J’ai fini par le trouver, mais si je suis, là aussi, incapable de me rappeler dans quelles circonstances.

J’ai fini par le lire, mais je ne garde qu’un souvenir très vague de ma lecture. Je me souviens seulement que mon attente n’a pas été déçue. Je me souviens de sa fin, qui m’a fait pleurer (peut-être une des premières fois que cela m’arrive en lisant un livre – mais pas la dernière !). Je me souviens qu’il m’a donné follement envie de voir Séville. Je me souviens qu’il m’a donné envie de goûter l’horchata, cette boisson espagnole que vend Pablo, le héros du livre.

Bien que j’aie passé depuis lors une semaine en Andalousie, je n’ai encore jamais vu Séville. La ville était trop loin de notre camp de base. En revanche, j’ai goûté à l’horchata. Non pas en Espagne mais dans un bar de la ville de Gand en Belgique. C’était il y a trois ans. J’y étais en compagnie de Massimo Furlan et Claire de Ribaupierre pour présenter le spectacle Concours européen de la chanson philosophique au théâtre NTGent. Lorsque j’ai vu la boisson sur la carte, mon coeur a fait un bond. J’ai découvert ainsi pour la première fois le délicieux goût de cette boisson. En même temps j’avais l’impression de croquer dans une madeleine de Proust.

J’ai hésité à relire ce livre pour ce calendrier. Je ne l’ai pas fait finalement. Ce n’était pas encore le moment. J’aurais eu l’impression de manquer à ma promesse. Quand j’étais enfant, j’ai en effet décidé qu’un jour, quand je serais vieux, très vieux, je relirais tous ces livres. Le jour où serai tellement vieux que je ne pourrais plus quitter mon appartement ou ma chambre du foyer pour personne âgée, je retrouverai mes amis du Club des Cinq et des Six Compagnons, et je repartirais dans les aventures que nous avions vécues ensemble. Le jour où j’aurais atteint l’hiver de ma vie, je retrouverais mon enfance.

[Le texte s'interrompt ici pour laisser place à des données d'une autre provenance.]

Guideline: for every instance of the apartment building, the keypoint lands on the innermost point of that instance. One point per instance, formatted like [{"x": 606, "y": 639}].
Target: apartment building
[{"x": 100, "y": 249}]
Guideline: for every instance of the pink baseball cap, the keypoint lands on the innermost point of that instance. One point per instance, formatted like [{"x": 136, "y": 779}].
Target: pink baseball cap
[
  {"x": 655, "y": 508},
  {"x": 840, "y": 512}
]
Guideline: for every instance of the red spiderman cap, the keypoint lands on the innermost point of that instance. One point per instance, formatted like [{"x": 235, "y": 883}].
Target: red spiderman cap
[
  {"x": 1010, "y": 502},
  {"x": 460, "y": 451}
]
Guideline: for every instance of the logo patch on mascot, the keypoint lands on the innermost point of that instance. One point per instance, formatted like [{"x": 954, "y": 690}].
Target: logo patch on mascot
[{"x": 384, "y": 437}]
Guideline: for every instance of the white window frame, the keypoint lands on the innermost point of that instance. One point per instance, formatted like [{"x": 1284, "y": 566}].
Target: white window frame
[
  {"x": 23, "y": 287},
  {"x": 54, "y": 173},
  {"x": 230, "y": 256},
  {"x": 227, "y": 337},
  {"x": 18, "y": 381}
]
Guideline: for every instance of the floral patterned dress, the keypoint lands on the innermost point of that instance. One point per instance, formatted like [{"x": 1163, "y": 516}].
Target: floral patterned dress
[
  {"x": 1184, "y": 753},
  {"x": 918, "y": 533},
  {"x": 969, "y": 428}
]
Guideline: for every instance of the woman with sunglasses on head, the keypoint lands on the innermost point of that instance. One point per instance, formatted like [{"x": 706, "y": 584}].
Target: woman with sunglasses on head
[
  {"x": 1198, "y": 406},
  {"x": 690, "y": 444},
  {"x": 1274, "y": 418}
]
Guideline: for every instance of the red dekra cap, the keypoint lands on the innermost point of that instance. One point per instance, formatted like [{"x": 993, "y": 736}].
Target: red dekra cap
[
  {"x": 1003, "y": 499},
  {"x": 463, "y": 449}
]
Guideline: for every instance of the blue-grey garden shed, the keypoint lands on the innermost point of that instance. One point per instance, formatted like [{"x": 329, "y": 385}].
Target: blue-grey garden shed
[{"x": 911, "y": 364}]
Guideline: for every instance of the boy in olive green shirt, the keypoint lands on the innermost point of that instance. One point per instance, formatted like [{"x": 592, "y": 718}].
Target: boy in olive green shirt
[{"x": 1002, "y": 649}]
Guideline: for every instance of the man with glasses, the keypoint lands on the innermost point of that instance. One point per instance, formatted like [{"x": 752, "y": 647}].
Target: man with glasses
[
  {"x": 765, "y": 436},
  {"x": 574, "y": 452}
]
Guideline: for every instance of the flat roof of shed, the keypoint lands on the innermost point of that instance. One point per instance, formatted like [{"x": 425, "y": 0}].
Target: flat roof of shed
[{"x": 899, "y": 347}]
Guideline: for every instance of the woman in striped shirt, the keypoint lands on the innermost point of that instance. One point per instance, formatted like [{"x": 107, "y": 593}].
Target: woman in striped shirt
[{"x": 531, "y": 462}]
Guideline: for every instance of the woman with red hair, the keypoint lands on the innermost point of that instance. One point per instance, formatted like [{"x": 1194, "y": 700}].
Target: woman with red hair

Je me disais que j’aurais ainsi accès à une source de joie, aussi difficile ma vie puisse-t-elle être à ce moment-là. Car comme Oscar l’écrit à Dieu :

Plus on vieillit plus faut faire preuve de goût pour apprécier la vie. On doit devenir raffiné, artiste. N’importe quel crétin peut jouir de la vie à dix ou vingt ans. Mais à cent, quand on ne peut plus bouger, faut user de son intelligence.


Eric-Emmanuel Schmitt, Oscar et la dame rose

Et surtout, je pourrais par ce biais me retrouver moi-même. J’avais le sentiment, enfant, d’être au plus proche de ce qui comptait pour moi, de ce que j’étais. Et je craignait que la vie ne finisse par m’en éloigner. Comment pourrais-je savoir si je m’égarais sur la route ? Comment pourrais-je retrouver mon chemin ? Il faudrait que j’aie une boussole. C’est ce que seraient ces livres. Comme un lettre envoyée à mon moi futur. Comme le petit prince que l’aviateur rencontre alors qu’il est perdu au milieu du désert.

Le simple fait de savoir que ces livres seraient toujours là pour me divertir et me guider m’apparaissait comme une force merveilleuse. Comme pour Tommy et Annika de savoir que Fifi Brindacier seraient toujours à la Ville Drôlederepos:

Les étoiles brillaient au-dessus de la villa Drôlederepos. Fifi se trouvait à l’intérieur. Elle y resterait pour toujours. C’était formidable de penser que les années passeraient, mais Tommy et Annika ne grandiraient pas. (…) IIs reviendraient toujours à la villa Drôlederepos. Oui, c’était une merveilleuse consolation : Fifi serait toujours à la villa Drôlederepos.


Astrid Lindgren, Fifi Brindacier

Ma consolation à moi m’attend. Non pas dans la villa Drôlederepos, mais dans le grenier de ma maison d’enfance.